Nexans and Tesmec announced that the consortium between Nexans and Tesmec’s subsidiary Marais Laying Technologies Australia has been selected by the Goldwind Australia’s Stockyard Hill project’s Balance of Plant contractor SNC-Lavalin and WHBO joint venture to provide a complete collector cable service.
The contract covers the design, manufacturing, supply, installation and testing of the cable network and is worth over €12m (around A$20m), of which approximately €5.2m (around A$9.1m) will be attributed to Nexans.
Marais Laying Technologies Australia brings to the consortium its expertise in the automated trenching and laying of long lengths of single-core cable. The Marais SMC 200 R Trencher will be used to cut around 130km of narrow trench while simultaneously laying the cables and backfilling.
The highly automated approach provides close control of the trenching process. This enables the cross-section of the trench to be minimised while still providing the protection essential to maintain the cable ratings, so that less sand is used in the construction of the wind farm.
For the Stockyard Hill project Nexans is providing its range of Nexans WINDLINK solutions consisting of a variety of 33kV power cables manufactured at Nexans China facility in Yanggu, China, with aluminium conductor cross-sections ranging from 95 to 1,000mm2. Building on its expertise in network engineering, Nexans offers a capability to manufacture the cables in long continuous lengths, allowing for an optimised cable network layout with a minimum number of joints.

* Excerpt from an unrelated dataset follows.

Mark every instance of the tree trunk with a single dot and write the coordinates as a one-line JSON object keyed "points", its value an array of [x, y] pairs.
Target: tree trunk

As part of its complete end-to-end service, Nexans Olex subsidiary Nexans Australmold is also supplying the underground junction cabinets for the cables, the indoor terminations for the substation connections and the tower end Ring Main Unit (RMU) connections.

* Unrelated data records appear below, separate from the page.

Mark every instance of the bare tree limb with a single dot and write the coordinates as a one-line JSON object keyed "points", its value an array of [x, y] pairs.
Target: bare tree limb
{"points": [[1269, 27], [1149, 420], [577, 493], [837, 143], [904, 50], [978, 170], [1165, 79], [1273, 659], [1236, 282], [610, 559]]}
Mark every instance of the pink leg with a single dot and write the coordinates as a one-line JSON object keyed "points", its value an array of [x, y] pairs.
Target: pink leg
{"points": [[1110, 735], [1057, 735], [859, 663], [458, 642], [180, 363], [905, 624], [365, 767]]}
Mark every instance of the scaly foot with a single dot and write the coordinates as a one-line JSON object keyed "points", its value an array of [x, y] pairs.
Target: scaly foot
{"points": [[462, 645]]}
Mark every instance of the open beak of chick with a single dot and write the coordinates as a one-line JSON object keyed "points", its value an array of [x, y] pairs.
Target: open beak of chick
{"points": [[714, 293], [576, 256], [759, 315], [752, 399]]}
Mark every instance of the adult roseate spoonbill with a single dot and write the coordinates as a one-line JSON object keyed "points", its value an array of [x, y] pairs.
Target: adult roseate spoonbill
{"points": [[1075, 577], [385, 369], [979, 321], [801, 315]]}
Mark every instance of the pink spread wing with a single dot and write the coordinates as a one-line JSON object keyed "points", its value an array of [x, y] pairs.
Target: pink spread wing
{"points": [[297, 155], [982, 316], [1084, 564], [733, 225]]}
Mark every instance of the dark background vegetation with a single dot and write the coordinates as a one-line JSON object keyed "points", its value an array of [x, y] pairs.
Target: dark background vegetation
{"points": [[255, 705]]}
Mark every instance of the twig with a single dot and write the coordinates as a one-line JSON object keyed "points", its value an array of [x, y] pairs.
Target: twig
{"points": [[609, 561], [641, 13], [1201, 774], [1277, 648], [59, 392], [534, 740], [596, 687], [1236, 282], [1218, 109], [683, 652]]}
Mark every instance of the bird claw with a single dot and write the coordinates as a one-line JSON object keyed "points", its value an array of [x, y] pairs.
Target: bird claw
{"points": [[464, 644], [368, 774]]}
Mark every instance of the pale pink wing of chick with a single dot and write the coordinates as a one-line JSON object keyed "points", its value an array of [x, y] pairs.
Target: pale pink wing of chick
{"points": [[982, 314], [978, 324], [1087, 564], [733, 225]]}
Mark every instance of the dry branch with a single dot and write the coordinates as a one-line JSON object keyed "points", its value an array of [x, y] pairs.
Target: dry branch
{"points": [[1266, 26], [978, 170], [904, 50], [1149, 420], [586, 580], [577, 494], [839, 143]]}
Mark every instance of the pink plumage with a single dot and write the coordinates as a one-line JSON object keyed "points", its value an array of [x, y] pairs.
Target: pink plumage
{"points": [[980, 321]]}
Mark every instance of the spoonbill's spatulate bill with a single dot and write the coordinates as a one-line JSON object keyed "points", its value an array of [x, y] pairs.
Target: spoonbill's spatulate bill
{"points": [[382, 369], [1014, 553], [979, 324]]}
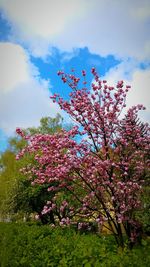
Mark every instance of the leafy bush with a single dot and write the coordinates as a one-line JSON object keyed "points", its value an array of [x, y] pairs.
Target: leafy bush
{"points": [[31, 245]]}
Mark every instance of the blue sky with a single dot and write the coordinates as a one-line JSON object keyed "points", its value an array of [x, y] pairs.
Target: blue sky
{"points": [[39, 37]]}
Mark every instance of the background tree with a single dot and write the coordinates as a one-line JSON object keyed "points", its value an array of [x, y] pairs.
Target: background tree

A total of 275km of 33kV Nexans WINDLINK cables will be installed in trenches to collect the electricity produced by the individual wind turbines and feed it into three 33/132kV substations that will connect the wind farm to the local grid.

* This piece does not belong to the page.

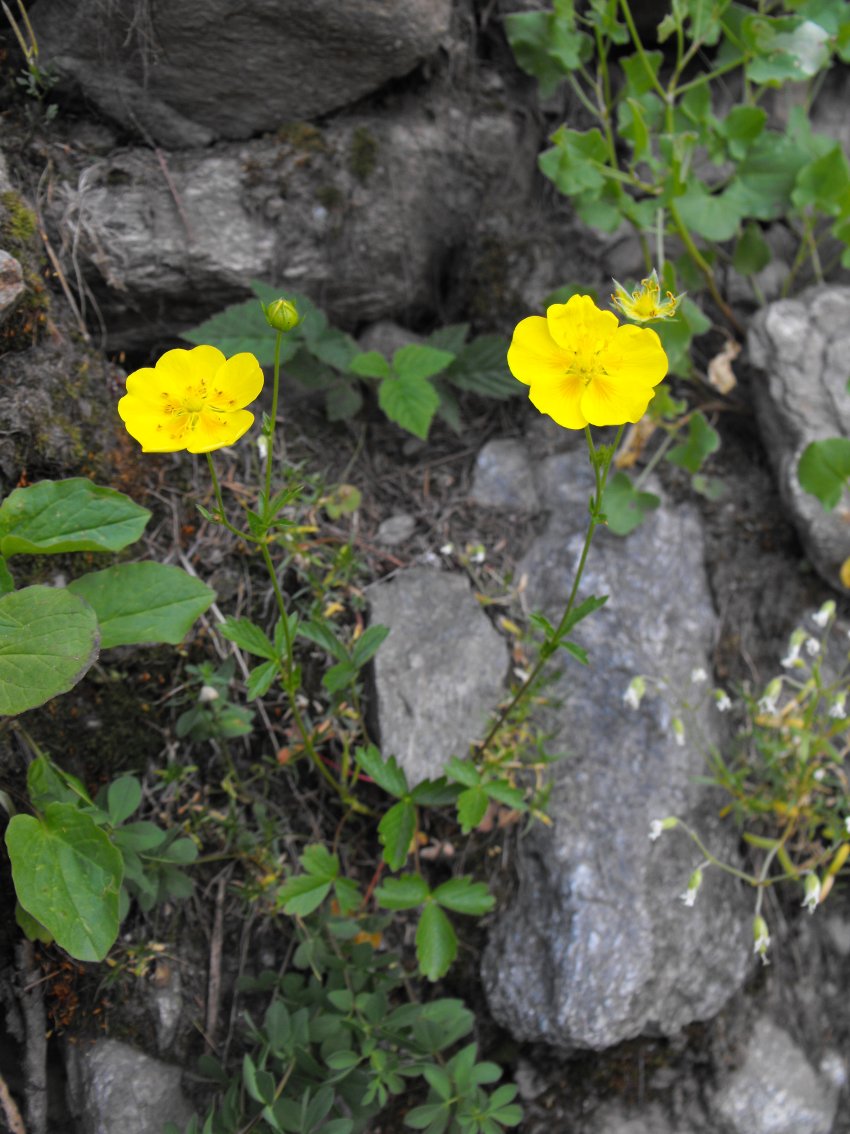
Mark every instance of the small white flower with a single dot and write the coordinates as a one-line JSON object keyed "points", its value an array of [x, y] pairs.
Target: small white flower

As the medium voltage (MV) collector system is one of the key expenditures in wind and solar farm projects, the Nexans and Marais Laying Technologies Australia consortium also created a unique design methodology to help Goldwind Australia address its CAPEX and OPEX challenges at Stockyard Hill.
Supported by Nexans Research Center in Lyon, France, the new integrated service allows to optimise the turbine collector grouping and MV system layout, design trench cross-sections, and choose the appropriate cables and accessories for the project. By avoiding splitting the design work among different companies involved in wind and solar farm construction, the service allows developers to exploit the existing synergies within their projects and consequently optimise the final costs all with a collector system warranty.
For instance, in the case of the Stockyard Hill project, the design optimisation service has allowed to take into account the detailed analysis of the soil thermal resistivity and its effect on cable temperature and has led to the redesign of the MV collector system to reduce the length and dimensions of trenches while protecting cable current ratings.
“We are delighted to bring our cutting-edge integrated solutions for underground network installation and existing network management to this ambitious project. This contract confirms the technological know-how Tesmec developed in the energy sector and renewable energy plants in particular,” commented Tesmec Chairman and CEO Ambrogio Caccia Dominioni. “This contract is the cornerstone of our partnership with Nexans that lays the foundation for our larger cooperation worldwide.”
“The Stockyard Hill Wind Farm is a perfect example of Nexans’ commitment to creating value for our customers by driving CAPEX and OPEX savings across their renewable energy projects,” said Veronique Stappers, Strategic Marketing Director for Industry and Solutions Business Group.
“We are honoured to join our forces with Tesmec in order to contribute to making wind and solar farm projects more competitive while driving the enhanced performance of the assets.”
Trenching and laying of the 33kV power cables, fibre optics and earthing cables for the first collector group of 13 turbines started in the fourth quarter 2018.
The 530 MW Stockyard Hill Wind Farm promises to be the largest wind farm in Australia and the Southern Hemisphere. The wind farm will have 149 turbines capable of producing enough electricity to power around 390,000 homes while also helping the state to save around two million tonnes of CO2 emissions a year. Located 35km west of Ballarat in Victoria’s central highlands, the project is expected to create up to 300 jobs during construction peaks on site and employ up to 25 permanent maintenance staff once the wind farm is complete.